Realizing all of the amazing things you have, whether it be materialistic or not, is key to becoming happy. I made mention in my first blog that I’ve recently started keeping a gratitude journal. I’ve experimented with two different apps on my phone but found it was becoming a chore to keep up with it. Although it was successful in the sense that it caused me to pause for a few moments each day and realize that I have an abundance of joy in my life, where I’ve been thriving is in a personal journal that I’ve been physically writing in. It’s a small, pretty, hardcovered journal where I limit myself to a page each day and I am practising cursive writing for each entry. I enjoy cursive and find it soothing. It’s almost like a lost art form that is dying out, which is unfortunate. A peek into what some of my entries consist of that I am so grateful for; love. Love that I feel from my family and friends. I’ve got a partner in life who’s stuck by my side through the good, the bad and the ugly, literally. He’s seen all of me and accepts me for me. He lifts me up and adds much value to my life. We are a true team and I’m blessed to have a love like that. Even further, he’s given me the most beautiful baby daughter who is almost 15 months. She lights up, not just my life but everyone fortunate enough to be around her. She’s so happy, absolutely hilarious and incredibly smart. She completes my soul. One more entry includes my loving parents who have been my biggest fans and supportive no matter what. I realize that not everyone can be so lucky which leaves me with a smile and a sense of gratitude. I highly recommend this simple practice to anyone and everyone because it’s an effortless way to make yourself smile and feel happiness. It’s just one more step on my journey of becoming calm.
I am Jenna Jones. I’m a 28 year old mother of one beautiful baby. I guess I’ll start with a history leading up to my desire to blog.
I had begun my struggles with severe anxiety a few months postpartum.
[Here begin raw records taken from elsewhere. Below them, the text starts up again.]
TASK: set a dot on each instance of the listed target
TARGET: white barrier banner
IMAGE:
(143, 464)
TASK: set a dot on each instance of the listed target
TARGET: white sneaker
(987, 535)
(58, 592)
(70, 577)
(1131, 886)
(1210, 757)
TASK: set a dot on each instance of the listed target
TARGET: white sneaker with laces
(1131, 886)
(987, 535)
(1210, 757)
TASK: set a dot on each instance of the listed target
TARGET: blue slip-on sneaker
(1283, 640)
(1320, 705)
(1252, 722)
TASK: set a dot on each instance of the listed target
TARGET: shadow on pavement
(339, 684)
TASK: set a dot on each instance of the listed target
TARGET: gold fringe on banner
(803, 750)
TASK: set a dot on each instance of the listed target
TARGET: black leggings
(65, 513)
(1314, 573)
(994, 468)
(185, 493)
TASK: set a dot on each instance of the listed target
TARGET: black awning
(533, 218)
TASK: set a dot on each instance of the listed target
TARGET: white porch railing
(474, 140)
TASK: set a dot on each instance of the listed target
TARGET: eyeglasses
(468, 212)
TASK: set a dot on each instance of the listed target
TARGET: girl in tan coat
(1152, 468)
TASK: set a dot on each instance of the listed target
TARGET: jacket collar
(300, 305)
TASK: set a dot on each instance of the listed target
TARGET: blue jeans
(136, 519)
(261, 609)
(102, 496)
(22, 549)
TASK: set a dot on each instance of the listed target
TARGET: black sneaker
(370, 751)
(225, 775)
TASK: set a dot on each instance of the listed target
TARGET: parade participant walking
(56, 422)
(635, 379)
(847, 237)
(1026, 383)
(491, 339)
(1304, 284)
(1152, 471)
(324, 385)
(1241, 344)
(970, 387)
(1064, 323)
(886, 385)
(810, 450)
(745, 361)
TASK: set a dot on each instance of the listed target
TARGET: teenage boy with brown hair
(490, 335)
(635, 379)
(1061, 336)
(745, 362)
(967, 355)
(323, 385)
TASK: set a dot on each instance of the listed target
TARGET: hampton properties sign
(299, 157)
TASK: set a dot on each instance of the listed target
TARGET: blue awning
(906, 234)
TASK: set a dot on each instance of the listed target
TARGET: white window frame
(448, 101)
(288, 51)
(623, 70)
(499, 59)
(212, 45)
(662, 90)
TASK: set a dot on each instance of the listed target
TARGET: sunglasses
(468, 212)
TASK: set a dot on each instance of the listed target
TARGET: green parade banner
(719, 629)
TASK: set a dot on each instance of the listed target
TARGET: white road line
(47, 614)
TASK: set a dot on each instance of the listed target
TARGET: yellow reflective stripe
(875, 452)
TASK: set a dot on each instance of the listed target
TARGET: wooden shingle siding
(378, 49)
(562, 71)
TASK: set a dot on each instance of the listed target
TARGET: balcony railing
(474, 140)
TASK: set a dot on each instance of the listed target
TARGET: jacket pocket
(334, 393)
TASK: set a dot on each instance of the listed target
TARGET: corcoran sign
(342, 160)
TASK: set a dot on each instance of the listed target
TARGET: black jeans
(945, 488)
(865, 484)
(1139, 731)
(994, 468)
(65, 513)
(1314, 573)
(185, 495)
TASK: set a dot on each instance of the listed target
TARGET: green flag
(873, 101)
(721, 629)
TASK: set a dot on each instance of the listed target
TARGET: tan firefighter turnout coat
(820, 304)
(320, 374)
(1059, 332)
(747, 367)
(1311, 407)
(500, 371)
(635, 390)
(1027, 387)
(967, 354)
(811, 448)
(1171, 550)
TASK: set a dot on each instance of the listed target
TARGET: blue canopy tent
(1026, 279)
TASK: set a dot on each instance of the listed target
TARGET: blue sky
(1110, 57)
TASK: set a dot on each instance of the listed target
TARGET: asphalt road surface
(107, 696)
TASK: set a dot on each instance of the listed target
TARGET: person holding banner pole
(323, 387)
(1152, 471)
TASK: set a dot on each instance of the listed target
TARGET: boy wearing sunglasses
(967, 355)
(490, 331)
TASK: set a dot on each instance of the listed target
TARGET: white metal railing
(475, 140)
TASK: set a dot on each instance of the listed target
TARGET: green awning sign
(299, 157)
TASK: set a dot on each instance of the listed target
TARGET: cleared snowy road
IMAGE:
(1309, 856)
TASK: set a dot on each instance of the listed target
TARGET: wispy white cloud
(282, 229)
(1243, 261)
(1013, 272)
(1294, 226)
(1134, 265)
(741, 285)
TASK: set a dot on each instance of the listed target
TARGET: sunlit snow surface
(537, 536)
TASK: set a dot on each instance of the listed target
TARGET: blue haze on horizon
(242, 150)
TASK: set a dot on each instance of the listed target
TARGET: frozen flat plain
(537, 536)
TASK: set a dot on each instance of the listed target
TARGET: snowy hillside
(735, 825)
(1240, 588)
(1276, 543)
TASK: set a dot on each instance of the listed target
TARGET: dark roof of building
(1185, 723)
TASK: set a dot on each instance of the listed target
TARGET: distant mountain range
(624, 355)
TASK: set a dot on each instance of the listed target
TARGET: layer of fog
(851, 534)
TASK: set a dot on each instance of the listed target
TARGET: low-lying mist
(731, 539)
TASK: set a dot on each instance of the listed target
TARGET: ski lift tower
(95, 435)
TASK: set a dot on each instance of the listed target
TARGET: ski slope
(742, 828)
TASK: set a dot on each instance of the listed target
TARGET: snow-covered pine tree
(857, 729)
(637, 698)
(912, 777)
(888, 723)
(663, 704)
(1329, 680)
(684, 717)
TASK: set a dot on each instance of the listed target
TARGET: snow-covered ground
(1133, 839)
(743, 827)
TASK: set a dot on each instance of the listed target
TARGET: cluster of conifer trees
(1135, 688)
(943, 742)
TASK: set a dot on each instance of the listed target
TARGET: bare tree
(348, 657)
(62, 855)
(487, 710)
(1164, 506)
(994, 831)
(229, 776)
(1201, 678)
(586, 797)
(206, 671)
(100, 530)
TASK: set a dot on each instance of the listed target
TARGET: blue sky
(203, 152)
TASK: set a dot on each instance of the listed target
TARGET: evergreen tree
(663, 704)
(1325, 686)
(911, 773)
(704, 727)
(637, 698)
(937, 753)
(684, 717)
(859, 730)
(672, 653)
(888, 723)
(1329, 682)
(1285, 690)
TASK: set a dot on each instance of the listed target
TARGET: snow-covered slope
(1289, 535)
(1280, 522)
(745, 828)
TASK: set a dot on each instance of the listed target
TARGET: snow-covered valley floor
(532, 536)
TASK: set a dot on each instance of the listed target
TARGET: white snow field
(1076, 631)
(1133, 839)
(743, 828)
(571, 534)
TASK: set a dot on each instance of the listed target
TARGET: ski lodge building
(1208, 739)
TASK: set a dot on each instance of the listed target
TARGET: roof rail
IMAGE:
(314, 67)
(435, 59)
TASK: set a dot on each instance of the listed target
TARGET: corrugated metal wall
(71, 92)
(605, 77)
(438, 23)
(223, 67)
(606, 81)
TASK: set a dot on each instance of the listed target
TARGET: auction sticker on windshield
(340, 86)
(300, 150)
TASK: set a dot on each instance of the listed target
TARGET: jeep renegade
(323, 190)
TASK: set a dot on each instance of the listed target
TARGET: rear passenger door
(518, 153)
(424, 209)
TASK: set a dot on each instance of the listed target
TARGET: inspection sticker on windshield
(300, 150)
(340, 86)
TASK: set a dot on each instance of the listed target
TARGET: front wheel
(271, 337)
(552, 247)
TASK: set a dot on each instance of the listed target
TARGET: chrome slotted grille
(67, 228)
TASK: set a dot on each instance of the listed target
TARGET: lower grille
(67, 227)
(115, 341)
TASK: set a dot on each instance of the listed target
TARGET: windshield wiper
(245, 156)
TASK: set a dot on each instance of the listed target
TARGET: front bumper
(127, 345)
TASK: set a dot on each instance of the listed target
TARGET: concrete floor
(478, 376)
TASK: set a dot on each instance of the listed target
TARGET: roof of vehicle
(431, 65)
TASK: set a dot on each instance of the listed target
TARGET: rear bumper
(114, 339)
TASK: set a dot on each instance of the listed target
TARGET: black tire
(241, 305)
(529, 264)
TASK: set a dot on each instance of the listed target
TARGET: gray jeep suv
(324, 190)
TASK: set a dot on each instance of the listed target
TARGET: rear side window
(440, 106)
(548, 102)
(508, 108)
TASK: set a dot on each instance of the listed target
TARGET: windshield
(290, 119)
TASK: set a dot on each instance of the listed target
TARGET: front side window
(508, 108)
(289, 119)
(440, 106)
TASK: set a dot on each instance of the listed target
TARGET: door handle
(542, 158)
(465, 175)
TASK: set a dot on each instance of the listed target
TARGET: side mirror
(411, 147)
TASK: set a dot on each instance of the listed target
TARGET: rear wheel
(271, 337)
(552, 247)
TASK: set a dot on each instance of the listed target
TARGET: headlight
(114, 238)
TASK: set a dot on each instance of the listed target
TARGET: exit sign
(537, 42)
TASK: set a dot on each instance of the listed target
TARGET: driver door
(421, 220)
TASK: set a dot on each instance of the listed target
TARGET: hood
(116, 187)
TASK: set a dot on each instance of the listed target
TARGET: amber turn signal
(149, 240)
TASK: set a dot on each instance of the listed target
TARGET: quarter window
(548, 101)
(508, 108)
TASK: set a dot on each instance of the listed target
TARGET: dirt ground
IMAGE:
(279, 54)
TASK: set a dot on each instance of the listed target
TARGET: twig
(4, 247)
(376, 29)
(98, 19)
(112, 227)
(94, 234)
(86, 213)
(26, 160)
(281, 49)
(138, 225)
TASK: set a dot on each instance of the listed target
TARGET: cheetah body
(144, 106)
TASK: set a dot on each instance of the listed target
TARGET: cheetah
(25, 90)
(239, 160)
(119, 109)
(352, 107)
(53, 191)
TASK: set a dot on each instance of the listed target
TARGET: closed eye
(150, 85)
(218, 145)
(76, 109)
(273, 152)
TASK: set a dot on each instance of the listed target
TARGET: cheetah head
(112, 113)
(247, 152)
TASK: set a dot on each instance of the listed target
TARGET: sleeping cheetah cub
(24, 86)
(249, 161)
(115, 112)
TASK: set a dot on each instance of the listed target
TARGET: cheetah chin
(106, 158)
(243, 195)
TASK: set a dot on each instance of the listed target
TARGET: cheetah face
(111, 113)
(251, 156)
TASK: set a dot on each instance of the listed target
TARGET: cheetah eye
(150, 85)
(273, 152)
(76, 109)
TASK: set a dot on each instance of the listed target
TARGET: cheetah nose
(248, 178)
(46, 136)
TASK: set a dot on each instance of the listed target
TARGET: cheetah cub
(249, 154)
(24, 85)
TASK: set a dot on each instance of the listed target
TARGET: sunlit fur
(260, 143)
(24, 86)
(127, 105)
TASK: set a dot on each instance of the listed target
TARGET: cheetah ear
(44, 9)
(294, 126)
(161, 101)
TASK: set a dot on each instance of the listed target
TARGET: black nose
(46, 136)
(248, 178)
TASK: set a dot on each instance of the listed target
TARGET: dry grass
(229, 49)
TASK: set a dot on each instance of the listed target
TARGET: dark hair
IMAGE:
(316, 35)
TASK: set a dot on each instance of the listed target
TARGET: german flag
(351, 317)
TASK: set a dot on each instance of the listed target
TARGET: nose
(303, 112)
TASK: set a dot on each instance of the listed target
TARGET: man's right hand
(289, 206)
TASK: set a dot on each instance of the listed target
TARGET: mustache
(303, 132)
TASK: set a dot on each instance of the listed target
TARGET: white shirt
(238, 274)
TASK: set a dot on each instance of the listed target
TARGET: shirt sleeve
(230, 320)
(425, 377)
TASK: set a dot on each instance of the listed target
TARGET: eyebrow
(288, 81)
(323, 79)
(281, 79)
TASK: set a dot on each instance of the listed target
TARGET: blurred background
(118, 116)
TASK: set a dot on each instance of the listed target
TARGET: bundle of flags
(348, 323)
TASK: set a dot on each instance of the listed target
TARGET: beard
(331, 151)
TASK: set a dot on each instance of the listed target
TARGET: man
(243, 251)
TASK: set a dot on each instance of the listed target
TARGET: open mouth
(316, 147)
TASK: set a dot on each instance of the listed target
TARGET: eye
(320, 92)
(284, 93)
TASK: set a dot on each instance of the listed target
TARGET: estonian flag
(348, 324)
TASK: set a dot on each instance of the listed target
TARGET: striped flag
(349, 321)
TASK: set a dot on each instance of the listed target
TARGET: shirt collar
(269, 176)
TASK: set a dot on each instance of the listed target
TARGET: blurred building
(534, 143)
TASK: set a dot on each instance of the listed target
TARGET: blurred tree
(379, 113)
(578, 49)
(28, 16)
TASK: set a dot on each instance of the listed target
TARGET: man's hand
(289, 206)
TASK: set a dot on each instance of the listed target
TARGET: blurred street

I sadly just lived with it because I really didn’t know what to do. I thought I was sentenced to life with anxiety until one day back in June I decided I could no longer accept feeling that awful. I consulted my doctor and began taking medication. At first I was all for it. It was a quick fix. But then I started hating the fact that I had to take a stupid pill everyday. On top of that I was also slightly unhappy with my body image and my nutrition (or lack there of). A few months later is when I reached out to my own personal wonder woman, my health, fitness and lifestyle coach, Jenna Yvonne McNamara. Early September my journey begun . In a few short weeks my mindset has shifted to where it needs to be. I’ve committed completely to my health and happiness. I’ve been making a positive impact on those around me. I’ve started to learn about balance. I now meditate and keep a gratitude journal. Oh yeah, and I’m down 10 pounds, effortlessly. I’ve loosely followed my meal plan and have made good choices for my body. I’ve only begun to follow a fitness plan a week ago. I’m almost in disbelief about how far I’ve come in such a short amount of time. I can only imagine where I will be in a few more weeks.
I’ve made meditation a part of my daily routine and I’ve sought guidance from a woman who was my childhood babysitter who is now a Reiki teacher, Denise Carpenter of Lotus Wings. I’ve got my first reiki treatment coming up and am planning on taking a beginners class to learn more. I’m all about good energy, good karma, balance and healing so what better place to start.
I’m so optimistic about what lays ahead on my journey and want to share it with the world.
Much love to everyone and I shall write again soon.